CNTs reduce the cellular internalization of CuO NPs during denitrification

The uptake of nanoparticle by cells is closely related to the NPs-induced toxicity. Thus, the cellular internalization of CuO NPs was investigated by flow cytometry in this study20, and the analysis of side scatter (SSC) in flow cytometry was used to measure the uptake of nanoparticle by bacterial cells28. Figure 3 shows the dot plots of forward scatter (FSC) and SSC of cells under different conditions. Compared with the control, there was no significant change in the SSC of the single CNTs tests (data not shown). However, the SSC of cells exposed to CuO NPs was increased to 1.62 folds of the control according to the SSC distribution (Fig. 3B). More importantly, the presence of 50 and 200 mg/g of CNTs in the CuO NPs system decreased the SSC to 1.33- fold and 1.16- fold of the control, respectively. Therefore, although CuO NPs were taken up by cells, the presence of CNTs could reduce the cellular internalization of nanoparticle.

Figure 3. Scatter light analysis of nanoparticles uptake by bacteria via a flow cytometry.

Figure 3

(A) FSC and SSC intensity distributions of cells under different exposure conditions; (B) Side scatter statistics analysis of cells exposed to CuO NPs, CNTs, and mixed CuO + CNTs.
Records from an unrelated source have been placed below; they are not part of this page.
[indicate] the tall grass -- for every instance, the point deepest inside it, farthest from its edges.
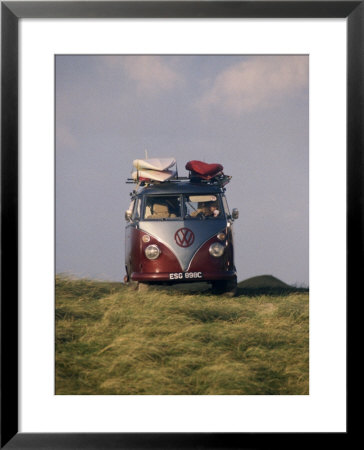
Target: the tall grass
(111, 339)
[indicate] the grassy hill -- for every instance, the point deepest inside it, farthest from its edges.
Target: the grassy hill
(111, 339)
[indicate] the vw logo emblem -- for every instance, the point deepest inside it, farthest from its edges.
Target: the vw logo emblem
(184, 237)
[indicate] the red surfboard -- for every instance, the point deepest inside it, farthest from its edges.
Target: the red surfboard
(204, 170)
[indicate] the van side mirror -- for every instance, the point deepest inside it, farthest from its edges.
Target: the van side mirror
(235, 213)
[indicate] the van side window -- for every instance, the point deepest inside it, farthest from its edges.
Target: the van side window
(136, 212)
(226, 206)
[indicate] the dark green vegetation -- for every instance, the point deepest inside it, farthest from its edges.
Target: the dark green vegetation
(111, 339)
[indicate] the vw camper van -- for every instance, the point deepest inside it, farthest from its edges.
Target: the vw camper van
(180, 231)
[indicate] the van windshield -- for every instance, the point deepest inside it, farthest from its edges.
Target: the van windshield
(163, 207)
(186, 206)
(202, 207)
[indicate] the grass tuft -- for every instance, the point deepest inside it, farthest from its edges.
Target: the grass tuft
(113, 340)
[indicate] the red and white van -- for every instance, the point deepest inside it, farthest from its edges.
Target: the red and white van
(180, 231)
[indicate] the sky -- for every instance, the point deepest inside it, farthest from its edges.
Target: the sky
(248, 113)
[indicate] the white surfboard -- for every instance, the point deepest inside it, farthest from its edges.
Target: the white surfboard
(155, 175)
(154, 163)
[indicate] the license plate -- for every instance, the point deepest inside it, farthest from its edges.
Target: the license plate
(185, 276)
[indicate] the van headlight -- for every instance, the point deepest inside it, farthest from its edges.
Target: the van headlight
(152, 252)
(216, 249)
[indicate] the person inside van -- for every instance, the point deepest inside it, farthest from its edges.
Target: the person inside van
(206, 209)
(159, 208)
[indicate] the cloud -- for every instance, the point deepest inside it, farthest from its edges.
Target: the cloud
(258, 83)
(152, 74)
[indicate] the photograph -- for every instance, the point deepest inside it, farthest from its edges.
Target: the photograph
(181, 224)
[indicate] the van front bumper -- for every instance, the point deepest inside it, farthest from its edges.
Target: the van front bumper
(186, 277)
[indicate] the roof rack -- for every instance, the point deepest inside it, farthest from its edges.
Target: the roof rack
(220, 180)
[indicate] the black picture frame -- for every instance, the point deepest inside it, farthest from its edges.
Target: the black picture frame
(11, 12)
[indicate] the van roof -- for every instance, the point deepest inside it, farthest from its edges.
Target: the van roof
(180, 188)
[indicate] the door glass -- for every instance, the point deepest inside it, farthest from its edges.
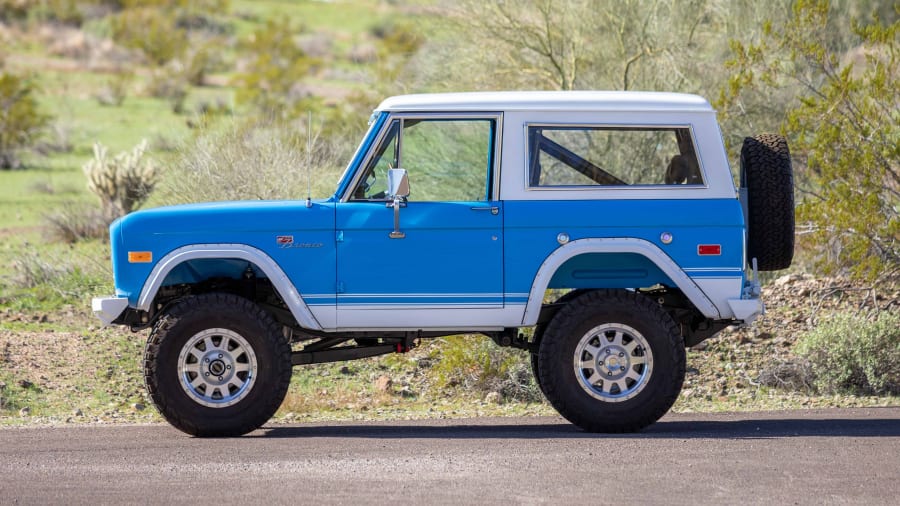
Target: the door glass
(447, 160)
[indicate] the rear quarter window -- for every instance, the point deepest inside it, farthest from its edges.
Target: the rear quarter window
(592, 156)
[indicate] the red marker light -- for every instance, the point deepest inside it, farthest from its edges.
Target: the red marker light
(709, 249)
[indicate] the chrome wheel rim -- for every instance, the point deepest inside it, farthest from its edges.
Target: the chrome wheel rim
(613, 362)
(217, 368)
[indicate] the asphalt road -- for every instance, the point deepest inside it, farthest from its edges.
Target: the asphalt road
(802, 457)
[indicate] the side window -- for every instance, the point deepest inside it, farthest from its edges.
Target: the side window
(446, 159)
(611, 156)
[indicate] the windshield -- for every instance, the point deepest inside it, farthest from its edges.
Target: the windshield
(375, 122)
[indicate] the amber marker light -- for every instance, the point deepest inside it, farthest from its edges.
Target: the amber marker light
(140, 257)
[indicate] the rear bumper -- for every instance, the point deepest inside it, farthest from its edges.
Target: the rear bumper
(746, 310)
(108, 309)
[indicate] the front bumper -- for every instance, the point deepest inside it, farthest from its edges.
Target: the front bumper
(108, 309)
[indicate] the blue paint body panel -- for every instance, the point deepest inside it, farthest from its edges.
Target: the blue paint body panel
(308, 259)
(489, 255)
(451, 255)
(531, 229)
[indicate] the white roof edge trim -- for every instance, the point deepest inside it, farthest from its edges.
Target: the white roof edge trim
(643, 101)
(278, 278)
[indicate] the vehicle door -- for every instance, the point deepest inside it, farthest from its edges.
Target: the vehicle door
(444, 257)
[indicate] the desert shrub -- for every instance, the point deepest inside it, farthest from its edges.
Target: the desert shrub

Influence of CNTs on the interaction between CuO NPs and cells

Before CuO NPs were taken up by cells, they first needed to contact with the surface of microbe. As shown in Fig. 4A, CuO NPs tended to attach onto CNTs other than cells, suggesting that the presence of CNTs was likely to block the entrance of CuO NPs into cells. Previous studies reported that the entrance of nanoparticle would cause cell membrane damage, which subsequently resulted in the leakage of cytoplasm substances, such as the rise of extracellular LDH level26. Figure 4B demonstrates that CNTs did not cause significant LDH release, which was consistent with our previous observation29. However, CuO NPs led to the damage of membrane integrity for significantly elevating the released LDH (124% of control). When 50 and 200 mg/g of CNTs were present in the CuO NPs system, the levels of LDH release were decreased to 118% and 107% of the control, respectively, indicating that the presence of CNTs alleviated the membrane damage induced by CuO NPs.

Figure 4.

Figure 4

TEM images (A) and LDH release (B) of denitrifying bacteria after exposure to CuO NPs, CNTs, and CuO NPs + CNTs. Error bars represent standard deviations of triplicate tests.

Discussion

The literature reported that the cytotoxicity of CuO NPs to algae30, mussel31, or human cells26 was attributed to nanoparticle itself, because CuO NPs showed distinct modes of action and greater magnitude influence compared with dissolved Cu2+. However, in other studies on murine microalgae32, macrophage cells33, and human lung cells34, the toxic effects of CuO NPs were resulted from the dissolved Cu2+. In this study, we also considered the dissolution feature of CuO NPs and the toxicity of the corresponding dissolved ions. Figure S1A (Supplementary Information) shows that the final released Cu2+ was 0.565 mg/L in the absence of CNTs, which only accounted for less than 6% of 10 mg/L of CuO NPs. The similar observations were made by the previous studies25,30. Nevertheless, the observed concentrations of Cu2+ in the presence of 50 and 200 mg/L of CNTs were 0.4967 and 0.3629 mg/L, respectively. Figure S1B (Supplementary Information) illustrates the influences of the released Cu2+ on the sedimentary denitrification. It can be seen that the removal efficiencies of NOx-N in the absence and presence of 0.3629 mg/L of Cu2+ were 95.0% and 96.4%, respectively. With the increase of Cu2+ to 0.4967 and 0.5654 mg/L, the NOx-N removal efficiency was slightly changed to 93.3% and 90.1%, respectively. The statistical analysis indicated that the influence of the released Cu2+ in the range of 0 to 0.5654 mg/L on the NOx-N removal was insignificant (p > 0.05). These results confirmed that it was not the released ions but the nanoparticles themselves accounting for the toxicity of CuO NPs to denitrification in marine sediments.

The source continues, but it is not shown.